Re: [openstack-dev] [Zaqar] Comments on the concerns arose during the TC meeting

Zane Bitter Thu, 11 Sep 2014 15:15:08 -0700

On 09/09/14 15:03, Monty Taylor wrote:

On 09/04/2014 01:30 AM, Clint Byrum wrote:

Excerpts from Flavio Percoco's message of 2014-09-04 00:08:47 -0700:

Greetings,


Last Tuesday the TC held the first graduation review for Zaqar. During
the meeting some concerns arose. I've listed those concerns below with
some comments hoping that it will help starting a discussion before the
next meeting. In addition, I've added some comments about the project
stability at the bottom and an etherpad link pointing to a list of use
cases for Zaqar.


Hi Flavio. This was an interesting read. As somebody whose attention has
recently been drawn to Zaqar, I am quite interested in seeing it
graduate.

# Concerns

- Concern on operational burden of requiring NoSQL deploy expertise to
the mix of openstack operational skills

For those of you not familiar with Zaqar, it currently supports 2 nosql
drivers - MongoDB and Redis - and those are the only 2 drivers it
supports for now.
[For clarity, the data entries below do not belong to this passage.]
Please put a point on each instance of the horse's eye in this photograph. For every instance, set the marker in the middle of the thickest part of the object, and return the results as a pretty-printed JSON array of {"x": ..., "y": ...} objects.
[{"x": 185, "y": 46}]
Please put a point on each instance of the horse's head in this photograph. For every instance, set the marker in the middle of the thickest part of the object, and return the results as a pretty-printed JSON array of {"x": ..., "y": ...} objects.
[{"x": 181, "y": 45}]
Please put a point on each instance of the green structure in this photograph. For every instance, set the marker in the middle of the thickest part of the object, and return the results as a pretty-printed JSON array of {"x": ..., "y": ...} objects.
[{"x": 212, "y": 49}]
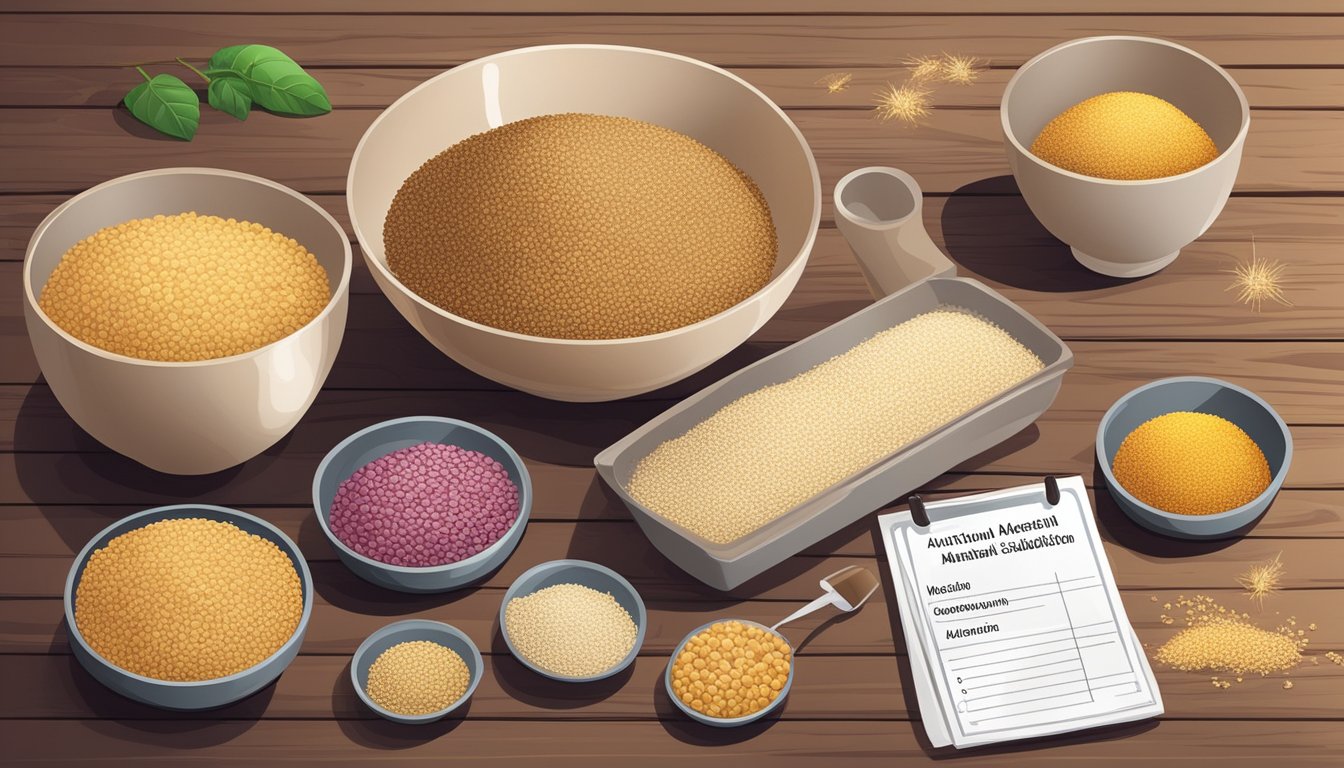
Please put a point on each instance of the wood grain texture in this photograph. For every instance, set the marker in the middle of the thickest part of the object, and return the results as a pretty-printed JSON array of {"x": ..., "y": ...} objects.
[
  {"x": 792, "y": 88},
  {"x": 581, "y": 744},
  {"x": 723, "y": 39},
  {"x": 1286, "y": 151}
]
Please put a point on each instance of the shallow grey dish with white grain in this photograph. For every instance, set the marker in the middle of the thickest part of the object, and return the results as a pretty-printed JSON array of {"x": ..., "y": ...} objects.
[
  {"x": 725, "y": 566},
  {"x": 194, "y": 694},
  {"x": 1199, "y": 394},
  {"x": 385, "y": 437},
  {"x": 585, "y": 574},
  {"x": 410, "y": 631}
]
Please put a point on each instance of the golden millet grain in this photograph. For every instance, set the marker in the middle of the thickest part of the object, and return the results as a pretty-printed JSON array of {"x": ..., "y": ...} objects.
[
  {"x": 731, "y": 670},
  {"x": 420, "y": 677},
  {"x": 1124, "y": 135},
  {"x": 581, "y": 226},
  {"x": 184, "y": 287},
  {"x": 1191, "y": 464},
  {"x": 570, "y": 630},
  {"x": 188, "y": 600},
  {"x": 772, "y": 449}
]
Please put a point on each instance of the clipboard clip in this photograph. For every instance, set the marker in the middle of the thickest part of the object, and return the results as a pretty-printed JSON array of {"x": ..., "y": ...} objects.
[{"x": 921, "y": 515}]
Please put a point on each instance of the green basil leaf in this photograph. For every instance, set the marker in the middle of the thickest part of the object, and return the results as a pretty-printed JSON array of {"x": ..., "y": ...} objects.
[
  {"x": 230, "y": 94},
  {"x": 167, "y": 105},
  {"x": 273, "y": 80}
]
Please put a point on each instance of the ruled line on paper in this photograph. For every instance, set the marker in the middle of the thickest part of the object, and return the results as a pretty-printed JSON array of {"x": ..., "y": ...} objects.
[
  {"x": 976, "y": 616},
  {"x": 965, "y": 595}
]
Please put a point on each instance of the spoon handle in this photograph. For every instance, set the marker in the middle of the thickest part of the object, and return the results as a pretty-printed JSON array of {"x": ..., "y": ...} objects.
[{"x": 828, "y": 599}]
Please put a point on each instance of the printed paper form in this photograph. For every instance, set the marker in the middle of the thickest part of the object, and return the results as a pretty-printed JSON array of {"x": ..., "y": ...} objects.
[{"x": 1020, "y": 624}]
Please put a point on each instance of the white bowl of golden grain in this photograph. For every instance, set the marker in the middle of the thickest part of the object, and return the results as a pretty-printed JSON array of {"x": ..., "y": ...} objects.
[
  {"x": 199, "y": 416},
  {"x": 1124, "y": 227},
  {"x": 700, "y": 101}
]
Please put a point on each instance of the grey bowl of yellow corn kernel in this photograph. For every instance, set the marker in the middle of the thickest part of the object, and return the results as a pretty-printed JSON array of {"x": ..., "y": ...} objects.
[
  {"x": 249, "y": 628},
  {"x": 415, "y": 671},
  {"x": 761, "y": 663}
]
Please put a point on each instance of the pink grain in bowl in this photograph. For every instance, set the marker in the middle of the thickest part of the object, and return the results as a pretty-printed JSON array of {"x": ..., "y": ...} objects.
[{"x": 425, "y": 506}]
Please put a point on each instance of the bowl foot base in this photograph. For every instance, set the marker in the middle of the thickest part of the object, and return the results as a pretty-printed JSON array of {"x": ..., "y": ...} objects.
[{"x": 1124, "y": 268}]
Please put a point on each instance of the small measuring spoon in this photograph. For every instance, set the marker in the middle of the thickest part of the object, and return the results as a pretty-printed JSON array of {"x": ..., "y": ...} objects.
[{"x": 847, "y": 589}]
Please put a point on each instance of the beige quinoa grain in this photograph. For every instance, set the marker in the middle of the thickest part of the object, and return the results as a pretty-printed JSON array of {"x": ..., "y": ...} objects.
[
  {"x": 581, "y": 226},
  {"x": 188, "y": 600},
  {"x": 418, "y": 677},
  {"x": 772, "y": 449},
  {"x": 184, "y": 287},
  {"x": 570, "y": 630}
]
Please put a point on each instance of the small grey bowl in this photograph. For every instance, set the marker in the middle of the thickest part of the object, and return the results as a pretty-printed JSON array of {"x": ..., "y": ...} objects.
[
  {"x": 727, "y": 721},
  {"x": 382, "y": 439},
  {"x": 1198, "y": 394},
  {"x": 410, "y": 631},
  {"x": 194, "y": 694},
  {"x": 588, "y": 574}
]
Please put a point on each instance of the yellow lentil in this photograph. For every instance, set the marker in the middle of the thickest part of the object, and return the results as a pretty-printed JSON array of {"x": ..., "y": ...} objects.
[
  {"x": 1124, "y": 135},
  {"x": 772, "y": 449},
  {"x": 1191, "y": 464},
  {"x": 188, "y": 600},
  {"x": 581, "y": 226},
  {"x": 731, "y": 670},
  {"x": 420, "y": 677},
  {"x": 184, "y": 287},
  {"x": 570, "y": 630}
]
This will require operators willing to use Zaqar to
maintain a new (?) NoSQL technology in their system. Before expressing
our thoughts on this matter, let me say that:

     1. By removing the SQLAlchemy driver, we basically removed the
chance
for operators to use an already deployed "OpenStack-technology"
     2. Zaqar won't be backed by any AMQP based messaging technology for
now. Here's[0] a summary of the research the team (mostly done by
Victoria) did during Juno
     3. We (OpenStack) used to require Redis for the zmq matchmaker
     4. We (OpenStack) also use memcached for caching and as the oslo
caching lib becomes available - or a wrapper on top of dogpile.cache -
Redis may be used in place of memcached in more and more deployments.
     5. Ceilometer's recommended storage driver is still MongoDB,
although
Ceilometer has now support for sqlalchemy. (Please correct me if I'm
wrong).

That being said, it's obvious we already, to some extent, promote some
NoSQL technologies. However, for the sake of the discussion, lets assume
we don't.

I truly believe, with my OpenStack (not Zaqar's) hat on, that we can't
keep avoiding these technologies. NoSQL technologies have been around
for years and we should be prepared - including OpenStack operators - to
support these technologies. Not every tool is good for all tasks - one
of the reasons we removed the sqlalchemy driver in the first place -
therefore it's impossible to keep an homogeneous environment for all
services.


I whole heartedly agree that non traditional storage technologies that
are becoming mainstream are good candidates for use cases where SQL
based storage gets in the way. I wish there wasn't so much FUD
(warranted or not) about MongoDB, but that is the reality we live in.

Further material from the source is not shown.